Sunday, April 15, 2007

Yes, We Work

It has been noticed that I rarely mention work. Well, here's everything you want to know about the last two weeks. The first week, Teena and Suresh taught the LA Times crew about our site specific applications. We did not have Citrix (the means by which IBM will access the Tribune network) for the first week. A lot of emails and hard work on both sides of the world got that functioning properly by the next Monday. They did a good job of explaining what we do without being able to show the applications or what happens. LAT has/had 12 people on their team. I learned all their names and then David left. He and John had the easiest names to remember for some strange reason. The pictures here are of Teena and Suresh teaching. Chandon is sitting pensively. He is the project manager on the IBM side. We were beginning to make him sick at this point. He had to go back to New Delhi to recover. I'm afraid it was my fault. He was my rock for the first couple of weeks. Whenever I had problems I would call him and shove the phone at the person who was causing my problem. He says I didn't make him sick, but I find that hard to believe.

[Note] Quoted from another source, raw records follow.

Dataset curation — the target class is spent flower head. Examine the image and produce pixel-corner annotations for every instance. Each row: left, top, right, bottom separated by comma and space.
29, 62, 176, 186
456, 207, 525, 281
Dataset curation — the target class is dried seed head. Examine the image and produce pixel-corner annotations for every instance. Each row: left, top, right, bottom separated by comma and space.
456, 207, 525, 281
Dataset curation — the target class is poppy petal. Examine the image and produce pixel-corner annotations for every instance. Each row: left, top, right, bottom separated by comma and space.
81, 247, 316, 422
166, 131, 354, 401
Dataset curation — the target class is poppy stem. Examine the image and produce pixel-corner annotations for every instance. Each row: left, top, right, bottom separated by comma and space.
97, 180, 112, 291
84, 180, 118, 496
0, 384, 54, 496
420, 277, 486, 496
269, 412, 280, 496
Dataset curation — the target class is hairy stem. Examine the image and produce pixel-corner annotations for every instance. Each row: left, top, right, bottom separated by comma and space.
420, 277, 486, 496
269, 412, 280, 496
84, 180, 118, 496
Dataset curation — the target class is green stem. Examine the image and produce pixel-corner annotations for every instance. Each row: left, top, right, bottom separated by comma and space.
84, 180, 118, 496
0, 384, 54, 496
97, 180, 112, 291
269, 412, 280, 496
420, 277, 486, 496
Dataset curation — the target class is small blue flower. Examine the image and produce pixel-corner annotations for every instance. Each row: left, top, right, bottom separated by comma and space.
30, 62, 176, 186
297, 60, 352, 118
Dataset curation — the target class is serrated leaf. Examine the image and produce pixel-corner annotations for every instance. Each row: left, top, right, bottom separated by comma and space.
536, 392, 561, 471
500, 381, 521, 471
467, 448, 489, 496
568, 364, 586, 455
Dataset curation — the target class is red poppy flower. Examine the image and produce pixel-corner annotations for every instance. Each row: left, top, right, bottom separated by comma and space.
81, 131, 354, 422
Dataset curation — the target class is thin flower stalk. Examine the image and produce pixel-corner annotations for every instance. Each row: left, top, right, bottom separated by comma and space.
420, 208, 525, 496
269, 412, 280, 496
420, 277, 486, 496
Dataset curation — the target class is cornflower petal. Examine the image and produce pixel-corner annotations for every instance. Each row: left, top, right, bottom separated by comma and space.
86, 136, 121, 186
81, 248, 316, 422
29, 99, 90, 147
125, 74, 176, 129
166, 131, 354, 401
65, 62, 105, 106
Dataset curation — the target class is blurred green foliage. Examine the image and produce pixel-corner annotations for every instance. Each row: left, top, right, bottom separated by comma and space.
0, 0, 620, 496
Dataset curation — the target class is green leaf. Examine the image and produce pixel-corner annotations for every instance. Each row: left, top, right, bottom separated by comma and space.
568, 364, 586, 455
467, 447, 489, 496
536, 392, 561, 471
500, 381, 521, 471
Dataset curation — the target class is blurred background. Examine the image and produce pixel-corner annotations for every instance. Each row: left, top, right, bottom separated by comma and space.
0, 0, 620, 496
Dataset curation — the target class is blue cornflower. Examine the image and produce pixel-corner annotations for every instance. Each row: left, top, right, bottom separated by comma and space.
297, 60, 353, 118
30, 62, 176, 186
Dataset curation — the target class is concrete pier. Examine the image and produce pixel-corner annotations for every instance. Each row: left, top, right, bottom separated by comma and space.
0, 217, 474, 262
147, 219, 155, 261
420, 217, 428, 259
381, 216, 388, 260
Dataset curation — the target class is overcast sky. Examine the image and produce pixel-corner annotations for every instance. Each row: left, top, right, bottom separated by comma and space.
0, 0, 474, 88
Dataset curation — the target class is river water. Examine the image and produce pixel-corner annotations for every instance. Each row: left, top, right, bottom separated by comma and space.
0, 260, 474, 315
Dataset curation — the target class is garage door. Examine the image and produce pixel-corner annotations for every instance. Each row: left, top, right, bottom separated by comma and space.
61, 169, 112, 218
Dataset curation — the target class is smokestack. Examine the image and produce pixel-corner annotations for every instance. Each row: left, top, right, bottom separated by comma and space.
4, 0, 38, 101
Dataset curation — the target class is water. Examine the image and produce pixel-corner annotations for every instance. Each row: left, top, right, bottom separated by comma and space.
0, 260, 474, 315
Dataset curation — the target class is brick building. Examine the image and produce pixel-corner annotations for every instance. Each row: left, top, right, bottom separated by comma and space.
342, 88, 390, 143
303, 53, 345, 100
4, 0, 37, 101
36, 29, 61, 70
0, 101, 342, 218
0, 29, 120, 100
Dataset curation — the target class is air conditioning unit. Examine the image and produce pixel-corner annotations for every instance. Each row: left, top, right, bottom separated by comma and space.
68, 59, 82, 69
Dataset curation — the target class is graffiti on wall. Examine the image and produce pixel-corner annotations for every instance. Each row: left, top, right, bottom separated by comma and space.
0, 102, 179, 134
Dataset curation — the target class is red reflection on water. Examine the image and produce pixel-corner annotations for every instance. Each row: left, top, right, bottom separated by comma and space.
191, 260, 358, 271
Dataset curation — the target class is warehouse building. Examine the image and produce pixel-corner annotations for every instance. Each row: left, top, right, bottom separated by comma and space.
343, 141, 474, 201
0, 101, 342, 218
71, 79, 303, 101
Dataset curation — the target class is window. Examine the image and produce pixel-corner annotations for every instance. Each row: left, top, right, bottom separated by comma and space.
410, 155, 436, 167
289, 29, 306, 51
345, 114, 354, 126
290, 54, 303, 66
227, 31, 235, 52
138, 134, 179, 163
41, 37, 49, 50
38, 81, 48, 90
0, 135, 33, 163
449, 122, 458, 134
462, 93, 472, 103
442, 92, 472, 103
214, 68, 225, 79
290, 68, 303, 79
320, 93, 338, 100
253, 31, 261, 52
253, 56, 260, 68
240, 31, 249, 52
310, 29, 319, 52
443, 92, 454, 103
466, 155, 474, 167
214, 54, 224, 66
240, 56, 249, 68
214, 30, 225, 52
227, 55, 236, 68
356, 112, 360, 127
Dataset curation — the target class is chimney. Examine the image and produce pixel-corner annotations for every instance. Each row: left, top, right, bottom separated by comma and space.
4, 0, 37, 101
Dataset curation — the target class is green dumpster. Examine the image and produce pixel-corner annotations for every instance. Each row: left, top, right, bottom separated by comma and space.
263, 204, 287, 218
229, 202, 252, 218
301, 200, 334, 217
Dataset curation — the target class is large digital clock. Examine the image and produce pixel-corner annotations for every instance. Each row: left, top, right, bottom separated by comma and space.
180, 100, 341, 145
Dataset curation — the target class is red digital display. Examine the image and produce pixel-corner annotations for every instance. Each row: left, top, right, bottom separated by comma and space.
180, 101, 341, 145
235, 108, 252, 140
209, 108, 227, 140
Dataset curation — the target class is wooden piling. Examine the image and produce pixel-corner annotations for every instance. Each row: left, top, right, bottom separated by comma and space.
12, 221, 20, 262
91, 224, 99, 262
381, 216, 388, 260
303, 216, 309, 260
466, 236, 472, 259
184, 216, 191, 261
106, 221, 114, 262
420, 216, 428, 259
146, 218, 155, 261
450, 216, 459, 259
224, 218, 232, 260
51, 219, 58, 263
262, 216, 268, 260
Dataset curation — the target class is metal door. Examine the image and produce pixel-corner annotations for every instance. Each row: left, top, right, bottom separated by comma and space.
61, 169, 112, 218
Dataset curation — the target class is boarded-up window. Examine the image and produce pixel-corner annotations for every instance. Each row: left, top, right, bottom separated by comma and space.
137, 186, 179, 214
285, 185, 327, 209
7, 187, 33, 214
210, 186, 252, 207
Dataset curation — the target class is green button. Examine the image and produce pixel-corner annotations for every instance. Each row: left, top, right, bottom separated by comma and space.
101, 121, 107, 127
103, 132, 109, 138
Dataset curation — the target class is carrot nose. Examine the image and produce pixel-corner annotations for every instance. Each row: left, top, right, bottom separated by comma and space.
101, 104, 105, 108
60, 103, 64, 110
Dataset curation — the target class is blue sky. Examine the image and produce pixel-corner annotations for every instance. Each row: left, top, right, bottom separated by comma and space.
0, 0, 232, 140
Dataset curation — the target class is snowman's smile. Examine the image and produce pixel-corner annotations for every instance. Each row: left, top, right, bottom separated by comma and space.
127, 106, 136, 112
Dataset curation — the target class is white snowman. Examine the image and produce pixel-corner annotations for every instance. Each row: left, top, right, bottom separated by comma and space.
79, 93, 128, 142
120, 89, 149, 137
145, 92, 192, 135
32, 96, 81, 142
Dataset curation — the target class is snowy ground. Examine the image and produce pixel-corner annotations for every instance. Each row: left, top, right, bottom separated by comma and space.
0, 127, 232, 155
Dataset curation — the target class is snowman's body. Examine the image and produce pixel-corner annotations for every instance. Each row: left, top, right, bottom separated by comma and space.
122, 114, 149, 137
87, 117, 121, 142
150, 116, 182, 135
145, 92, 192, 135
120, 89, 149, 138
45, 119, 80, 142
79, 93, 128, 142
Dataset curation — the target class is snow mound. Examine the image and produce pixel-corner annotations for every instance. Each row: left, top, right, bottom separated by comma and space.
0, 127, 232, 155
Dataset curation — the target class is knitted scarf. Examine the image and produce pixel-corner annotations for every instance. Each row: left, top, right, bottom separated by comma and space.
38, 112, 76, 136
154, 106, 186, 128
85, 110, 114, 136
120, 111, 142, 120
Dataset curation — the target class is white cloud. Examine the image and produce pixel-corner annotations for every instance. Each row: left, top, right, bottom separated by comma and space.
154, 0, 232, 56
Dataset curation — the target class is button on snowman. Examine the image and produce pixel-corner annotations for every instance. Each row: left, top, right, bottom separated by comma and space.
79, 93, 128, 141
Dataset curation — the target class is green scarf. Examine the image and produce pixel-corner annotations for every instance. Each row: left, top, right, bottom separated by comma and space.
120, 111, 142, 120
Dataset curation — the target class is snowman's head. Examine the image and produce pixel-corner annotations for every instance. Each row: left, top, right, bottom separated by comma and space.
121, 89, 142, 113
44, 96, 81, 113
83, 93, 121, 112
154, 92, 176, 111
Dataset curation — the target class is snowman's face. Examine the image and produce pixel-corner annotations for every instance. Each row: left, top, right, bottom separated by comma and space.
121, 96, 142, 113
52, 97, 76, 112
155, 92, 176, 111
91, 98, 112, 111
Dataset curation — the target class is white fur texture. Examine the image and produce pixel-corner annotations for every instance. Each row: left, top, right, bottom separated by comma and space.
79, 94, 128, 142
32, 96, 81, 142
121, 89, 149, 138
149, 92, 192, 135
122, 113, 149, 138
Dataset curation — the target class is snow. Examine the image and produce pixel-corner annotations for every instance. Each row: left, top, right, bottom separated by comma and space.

The students were tested at the end of the week. Suresh and Teena wrote an excellent quiz and all must have passed, because they are all still here (except for David.)
On the second week, we were joined by a mere 40 more students. Well, maybe slightly less. After a brief introduction to Tribune and newspaper in general, the classes were divided in two, in two different training rooms. We now have the other traveling teams from IBM here. Most teach some of the lessons. For most of the week, Panaki and Rishi taught basic hardware and MS Office (including Outlook.) The folks have a lot of documentation to rely on, but what really pleased me was the class exercises. We had Panaki and Suresh working together in our classroom. They would divide the group into teams. Each team came up with a question that a user would ask. It was the task of the other team to ask good questions and resolve the issue. At one point, Suresh wrote down all the questions they asked and pointed out why some were way off, why some could have been better and why some helped resolve the issue. This was perfect. Knowing how a computer or Outlook works is one thing, but asking the questions that will get to the true issue quickly and resolving the problem quickly is key. You can almost see this begin to make sense to the team.
Here are the folks in our room in their native costumes. I dressed as a native Californian. I don't think that's what they were expecting.